To solve this problem, we need to determine the position where a third charge experiences no net force due to the given charges.

### Given data:
- Charge 1: \( q_1 = 2 \times 10^{-6} \) C
- Charge 2: \( q_2 = 1 \times 10^{-6} \) C
- Distance between charges: \( d = 10 \) cm = 0.1 m

Let the third charge be \( q_3 \), and let it be placed at a position \( x \) from \( q_1 \) along the line joining the two charges. There are two possible regions where \( q_3 \) could be placed:
1. **To the left of \( q_1 \)**
2. **Between \( q_1 \) and \( q_2 \)**
3. **To the right of \( q_2 \)**

We will examine each case.

### Case 1: Placing \( q_3 \) between \( q_1 \) and \( q_2 \)

Let \( q_3 \) be at a distance \( x \) from \( q_1 \), so its distance from \( q_2 \) is \( (0.1 - x) \).
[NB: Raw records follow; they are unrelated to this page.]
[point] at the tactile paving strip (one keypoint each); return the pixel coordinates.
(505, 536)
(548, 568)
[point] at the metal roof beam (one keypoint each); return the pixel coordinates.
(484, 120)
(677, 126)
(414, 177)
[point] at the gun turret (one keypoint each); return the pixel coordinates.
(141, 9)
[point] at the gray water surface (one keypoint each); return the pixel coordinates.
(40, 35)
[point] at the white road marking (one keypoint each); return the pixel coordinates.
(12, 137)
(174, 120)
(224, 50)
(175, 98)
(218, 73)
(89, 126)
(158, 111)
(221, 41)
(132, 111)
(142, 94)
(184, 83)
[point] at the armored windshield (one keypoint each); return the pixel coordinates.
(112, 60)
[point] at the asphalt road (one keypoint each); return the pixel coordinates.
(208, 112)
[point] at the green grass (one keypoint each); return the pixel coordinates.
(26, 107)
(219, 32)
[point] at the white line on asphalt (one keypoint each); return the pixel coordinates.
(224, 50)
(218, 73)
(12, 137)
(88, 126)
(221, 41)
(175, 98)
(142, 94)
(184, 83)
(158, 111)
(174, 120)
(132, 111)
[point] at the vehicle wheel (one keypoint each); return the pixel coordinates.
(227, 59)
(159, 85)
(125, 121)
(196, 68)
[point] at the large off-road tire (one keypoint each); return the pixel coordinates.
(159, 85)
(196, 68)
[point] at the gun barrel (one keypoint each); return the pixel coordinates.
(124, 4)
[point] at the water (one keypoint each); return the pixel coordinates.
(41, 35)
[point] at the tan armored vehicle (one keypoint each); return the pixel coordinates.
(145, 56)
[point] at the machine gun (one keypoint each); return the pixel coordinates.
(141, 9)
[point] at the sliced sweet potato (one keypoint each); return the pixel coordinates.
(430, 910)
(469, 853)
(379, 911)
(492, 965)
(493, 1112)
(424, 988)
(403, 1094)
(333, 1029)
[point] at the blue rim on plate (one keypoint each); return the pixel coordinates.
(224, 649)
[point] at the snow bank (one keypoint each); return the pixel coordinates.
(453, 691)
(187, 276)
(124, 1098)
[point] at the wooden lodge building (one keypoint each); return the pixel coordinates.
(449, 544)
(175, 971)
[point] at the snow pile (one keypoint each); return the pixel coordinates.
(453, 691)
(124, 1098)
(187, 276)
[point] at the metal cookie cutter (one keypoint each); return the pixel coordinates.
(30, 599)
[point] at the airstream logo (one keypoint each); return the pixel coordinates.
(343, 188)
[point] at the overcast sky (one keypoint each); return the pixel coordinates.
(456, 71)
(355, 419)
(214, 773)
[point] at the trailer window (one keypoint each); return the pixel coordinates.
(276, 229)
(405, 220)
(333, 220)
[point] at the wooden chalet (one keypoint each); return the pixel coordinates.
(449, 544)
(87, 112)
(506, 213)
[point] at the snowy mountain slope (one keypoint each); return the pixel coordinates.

The forces due to both charges should cancel each other.

Using Coulomb's law, the force on \( q_3 \) due to \( q_1 \) is:

\[
F_1 = \frac{k q_1 q_3}{x^2}
\]

The force on \( q_3 \) due to \( q_2 \) is:

\[
F_2 = \frac{k q_2 q_3}{(0.1 - x)^2}
\]

For equilibrium, \( F_1 = F_2 \):

\[
\frac{k q_1 q_3}{x^2} = \frac{k q_2 q_3}{(0.1 - x)^2}
\]

Cancel \( k \) and \( q_3 \) from both sides:

\[
\frac{q_1}{x^2} = \frac{q_2}{(0.1 - x)^2}
\]

Substituting values:

\[
\frac{2 \times 10^{-6}}{x^2} = \frac{1 \times 10^{-6}}{(0.1 - x)^2}
\]

Dividing both sides by \( 10^{-6} \):

\[
\frac{2}{x^2} = \frac{1}{(0.1 - x)^2}
\]

Cross multiplying:

\[
2(0.1 - x)^2 = x^2
\]

Expanding:

\[
2(0.01 - 0.2x + x^2) = x^2
\]

\[
0.02 - 0.4x + 2x^2 = x^2
\]

Rearrange:

\[
2x^2 - x^2 - 0.4x + 0.02 = 0
\]

\[
x^2 - 0.4x + 0.02 = 0
\]

Solving this quadratic equation using the quadratic formula:

\[
x = \frac{-(-0.4) \pm \sqrt{(-0.4)^2 - 4(1)(0.02)}}{2(1)}
\]

\[
x = \frac{0.4 \pm \sqrt{0.16 - 0.08}}{2}
\]

\[
x = \frac{0.4 \pm \sqrt{0.08}}{2}
\]

Approximating \( \sqrt{0.08} \approx 0.282 \):

\[
x = \frac{0.4 \pm 0.282}{2}
\]

Solving for two values:

\[
x_1 = \frac{0.4 + 0.282}{2} = \frac{0.682}{2} = 0.341
\]

\[
x_2 = \frac{0.4 - 0.282}{2} = \frac{0.118}{2} = 0.059
\]

Since \( x = 0.341 \) m is not between \( q_1 \) and \( q_2 \), we reject it. The valid solution is:

\[
x = 0.059 \text{ m} = 5.9 \text{ cm from } q_1
\]

### Conclusion:
The third charge should be placed **5.9 cm from the charge \( q_1 \) towards \( q_2 \)** along the line joining the two charges to experience zero net force.